Quali vicende segnarono il suo lungo regno?
Federico II di Svevia fu di fatto l’ultimo imperatore del Medioevo. In questo modo lo caratterizza anche Dante, che nel Convivio lo definisce appunto l’«ultimo imperadore delli Romani». In verità, altri furono designati a questa sublime funzione, ma nessuno ebbe la sua stessa altissima consapevolezza: una consapevolezza che dimostrò costantemente. Nel 1224 fondò la prima università “pubblica” della storia: quella di Napoli, che ora porta il nome del suo fondatore. Nel 1228-1229 portò a termine una crociata “diplomatica”, con la quale, senza spargimento di sangue, dopo molti decenni fu consentito ai Cristiani di potersi recare a Gerusalemme e in Terra Santa: un evento straordinario, che fu celebrato pubblicamente come un miracolo divino. Fu il primo, dall’età di Giustiniano, a organizzare e pubblicare un corpus sistematico di leggi (le Costituzioni melfitane del 1231), prevedendo norme che avrebbero avuto effetti fino all’età di Napoleone. La cosa stupefacente, però, è che gran parte delle sue imprese più eccezionali furono da lui compiute mentre era scomunicato: la scomunica a quel tempo era uno strumento usato dalla Chiesa contro chi si opponeva alla sua supremazia politica, e andava aldilà della fede religiosa. Contro Federico II fu lanciata la scomunica almeno due volte; nel 1245, poi, venne anche deposto dalla carica imperiale.

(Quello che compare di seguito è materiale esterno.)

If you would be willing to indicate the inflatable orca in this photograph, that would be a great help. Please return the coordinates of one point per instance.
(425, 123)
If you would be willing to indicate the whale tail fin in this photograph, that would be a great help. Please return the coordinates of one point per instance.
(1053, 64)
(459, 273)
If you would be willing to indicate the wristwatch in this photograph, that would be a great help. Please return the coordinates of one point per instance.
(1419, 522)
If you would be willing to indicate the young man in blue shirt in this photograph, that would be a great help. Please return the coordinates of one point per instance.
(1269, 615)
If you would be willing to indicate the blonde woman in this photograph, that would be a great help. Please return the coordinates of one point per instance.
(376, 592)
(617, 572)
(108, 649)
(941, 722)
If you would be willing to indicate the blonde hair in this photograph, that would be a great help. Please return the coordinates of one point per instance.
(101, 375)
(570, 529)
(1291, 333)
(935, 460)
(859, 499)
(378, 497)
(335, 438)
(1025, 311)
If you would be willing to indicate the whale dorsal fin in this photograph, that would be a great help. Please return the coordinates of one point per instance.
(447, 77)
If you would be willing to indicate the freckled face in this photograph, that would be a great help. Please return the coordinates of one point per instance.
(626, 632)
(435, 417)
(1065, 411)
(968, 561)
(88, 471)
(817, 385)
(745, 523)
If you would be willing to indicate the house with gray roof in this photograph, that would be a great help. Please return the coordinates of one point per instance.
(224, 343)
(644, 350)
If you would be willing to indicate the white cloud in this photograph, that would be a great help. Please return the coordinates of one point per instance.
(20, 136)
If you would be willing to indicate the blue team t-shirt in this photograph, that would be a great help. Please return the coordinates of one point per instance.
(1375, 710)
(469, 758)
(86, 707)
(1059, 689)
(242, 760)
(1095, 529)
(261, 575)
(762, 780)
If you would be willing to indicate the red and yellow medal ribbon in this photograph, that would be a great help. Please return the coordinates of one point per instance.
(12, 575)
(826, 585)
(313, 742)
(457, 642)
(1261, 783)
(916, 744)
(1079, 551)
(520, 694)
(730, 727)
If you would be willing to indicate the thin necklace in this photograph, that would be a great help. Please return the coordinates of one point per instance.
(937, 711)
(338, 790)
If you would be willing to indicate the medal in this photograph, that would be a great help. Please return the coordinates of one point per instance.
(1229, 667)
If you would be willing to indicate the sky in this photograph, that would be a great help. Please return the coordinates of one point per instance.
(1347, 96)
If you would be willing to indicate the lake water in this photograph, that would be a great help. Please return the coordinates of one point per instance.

In che modo la sua corte divenne polo attrattivo di tradizioni culturali multiformi e centro propulsore di innovazioni letterarie e scientifiche?
L’Italia meridionale, nel XIII secolo, era il luogo in cui si potevano incontrare contemporaneamente la maggior quantità di culture e popoli diversi. In particolare, Federico II visse fino a 14 anni a Palermo. Secondo Pietro da Eboli, il poeta che celebrò la nascita di Federico II come l’avvento di una nuova età dell’oro, nel Liber ad honorem Augusti si rivolgeva alla città di Palermo, dicendola «felix, populo dotata trilingui», cioè «felice, dotata di un popolo trilingue». Le tre lingue, come risulta chiaramente anche da una miniatura che adorna l’unico, preziosissimo manoscritto che conserva l’opera (Berna, Burgerbibliothek, 120 II), erano il latino, il greco e l’arabo. Il latino era l’idioma principale, ma gli altri pure erano molto usati. Molteplici, del resto, erano le etnie presenti, come si comprende da un’altra miniatura dello stesso codice, che a piena pagina raffigura, in alto, il lavoro di medici e astrologi musulmani al capezzale del moribondo re Guglielmo II d’Altavilla, e, in basso, il pianto per la morte di quel re da parte un variegato popolo di Palermo, composto di Cristiani e Musulmani, riconoscibili perché portano il capo coperto dal turbante. Le indagini scientifiche e le riflessioni filosofiche che si svilupparono alla corte di Federico trovarono linfa e alimento nella cultura dei Musulmani, degli Ebrei e dei Greci presenti in Italia meridionale. Attraverso la rinnovata conoscenza di Aristotele e dei suoi commentatori arabi, attraverso le traduzioni dal greco, dall’arabo e da altre lingue l’evoluzione del pensiero latino ebbe uno sviluppo enorme, in un ambiente che, per tradizione normanna, per vocazione geografica e per gli interessi dell’imperatore, funse da crogiolo catalizzatore di diverse culture: fu proprio la loro compresenza a generare uno dei centri di sviluppo intellettuale più importanti e innovativi dell’intero Medioevo. L’Italia meridionale, in quei decenni, fu il centro del mondo, il punto di origine di una straordinaria crescita culturale. Non è certo in quest’epoca e in quest’ambiente che possono affondare le radici della “questione meridionale”.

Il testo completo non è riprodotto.